Airlines big and small see opportunity in Raleigh-Durham Airport


Last month, Spirit Airlines announced that it would begin service this spring at Raleigh-Durham Airport, with seven routes.

But that's not the only route news that the airport serving North Carolina's second-largest market has enjoyed since the start of the calendar year. Less than a week before Spirit's announcement, discount competitor Frontier said it would continue its rapid Raleigh-Durham buildup with eight new routes this coming summer.

Not to be outdone, Delta, the airport's largest operator, unveiled two additional Raleigh-Durham routes of its own in the week after the Spirit announcement. 

"The city clearly was underserved," explained Frontier chief commercial officer Daniel Shurz.

Spurred by Frontier, but also aided by a buildup from nearly all of the significant mainline U.S. carriers, the number of scheduled departing seats is 15.7% higher this winter at Raleigh-Durham than it was a year ago, according to airline industry analytics company OAG. That places Raleigh-Durham fourth in growth among the 50 largest U.S. airports over the previous 12 months, behind Nashville and San Jose and Sacramento, Calif. 

The buildup shouldn't come as a surprise. The Raleigh-Durham metro area was the 16th-fastest-growing in the U.S. during the 12 months that ended June 30. Crucially, the area known as the Research Triangle that is anchored by Duke University, North Carolina State University and the University of North Carolina at Chapel Hill has a strong median household income of $66,000 and an economy that is heavy in relatively recession-proof industries, including health care and higher education, as well as finance and high-tech.

Factors like that are why Delta has doubled its capacity at Raleigh-Durham since 2010 and increased the number of destinations it serves from the market from 10 to 29, said Chuck Imhof, head of sales for the airline's east region. 

Delta's newly announced routes to Pittsburgh and New Orleans, coupled with plans to launch service from Raleigh-Durham to Chicago O'Hare, means that the carrier will fly to 19 of the nation's 25 biggest markets from Raleigh, Imhof said. 

But Delta will be facing increasing competition from ultralow-cost carriers. 

"What was missing the most in the [Raleigh] market is that they didn't have a lot of low-cost service," Frontier's Shurz said. 

Spirit is concentrating its Raleigh-Durham launch on major U.S. markets, with its seven routes this summer going to Baltimore, Chicago O'Hare, Detroit, Orlando, Fort Lauderdale and New Orleans. The carrier will compete against at least two airlines on each of those routes and will compete against Delta on six of them.
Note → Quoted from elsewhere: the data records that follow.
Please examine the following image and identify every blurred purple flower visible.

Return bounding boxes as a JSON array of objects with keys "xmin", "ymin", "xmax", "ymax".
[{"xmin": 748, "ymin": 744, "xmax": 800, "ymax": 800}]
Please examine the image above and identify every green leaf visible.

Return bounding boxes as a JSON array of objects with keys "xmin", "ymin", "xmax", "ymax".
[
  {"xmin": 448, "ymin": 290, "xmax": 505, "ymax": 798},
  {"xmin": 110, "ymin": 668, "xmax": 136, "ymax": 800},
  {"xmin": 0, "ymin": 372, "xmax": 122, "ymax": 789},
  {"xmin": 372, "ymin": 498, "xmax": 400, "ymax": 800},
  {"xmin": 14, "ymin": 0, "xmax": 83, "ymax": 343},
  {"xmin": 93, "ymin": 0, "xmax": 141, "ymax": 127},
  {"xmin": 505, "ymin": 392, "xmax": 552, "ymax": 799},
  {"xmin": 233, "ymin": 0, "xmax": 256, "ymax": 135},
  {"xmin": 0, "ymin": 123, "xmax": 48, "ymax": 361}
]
Frontier, meanwhile, launched service at Raleigh-Durham in 2017 with just five routes. That jumped to 21 routes last summer and will reach 31 routes this summer. 

Northeastern destinations are Frontier's largest focus from Raleigh-Durham, but the carrier also offers flights to other markets, including the notable launch of international service this winter with routes to Cancun; Montego Bay, Jamaica; and Punta Cana, Dominican Republic. 

Shurz said Frontier noted the success of American Airlines on a wide variety of routes to the Caribbean and the Americas from its nearby Charlotte hub. Many of those American flyers are connecting through Charlotte, but the local-origin market from Charlotte is also relatively sizeable, according to Shurz.

"If there's a market from Charlotte, there's no reason there shouldn't be a market from Raleigh," he said. He added that he's confident some Raleigh-Durham area residents have been making the two-and-a-half-hour drive to Charlotte to take those nonstop Caribbean flights.